A drum screen, sometimes referred to as a drum shield or acoustic shield, is a tool used by audio engineers to avoid the sound control problems caused when louder instruments overwhelm quieter instruments and vocals on stage. It is a transparent acoustic panel or system of panels that are used around drums, percussion instruments, and other loud musical instruments to acoustically separate louder instruments from other musical instruments and vocalists who may be close by.

== Composition ==
Drum screens are usually made out of a 0.22-inch (5.6mm) thick clear acrylic sheet material. A more expensive scratch-resistant or AR (abrasion-resistant) acrylic is also sometimes used for rugged use and touring applications.

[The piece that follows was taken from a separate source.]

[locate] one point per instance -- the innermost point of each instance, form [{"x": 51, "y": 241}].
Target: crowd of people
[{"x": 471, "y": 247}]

While plastic drum screens perform fairly well as sound barriers, they reflect most sound that strikes them and so very little sound is actually absorbed. Therefore, it is usually recommended that some type of acoustic absorption product, such as acoustic foam, heavy curtains, acoustic panels, or absorption baffles be used on a significant percentage of the screen surface and opposite the screen in order to soak up and dissipate as much of the direct and reflected sound energy as possible.

== Variations ==
In some applications where the performance area has high ceilings that reflect a large percentage of the sound, acrylic sheet is sometimes used to almost completely surround the loud instrument on all sides and above to create what is commonly known as an isolation booth. While this technique will aid in isolating the loud sound source, the interior acoustics of any booth with such a large percentage of highly reflective surfaces will be difficult or impossible to control. It is therefore recommended that at least 60% or more of the reflective surfaces inside this type of isolation booth be treated with acoustic absorption products. It is also wise to use additional carpet padding and carpet under the entire setup to reduce reflections off the floor and absorb additional sound energy.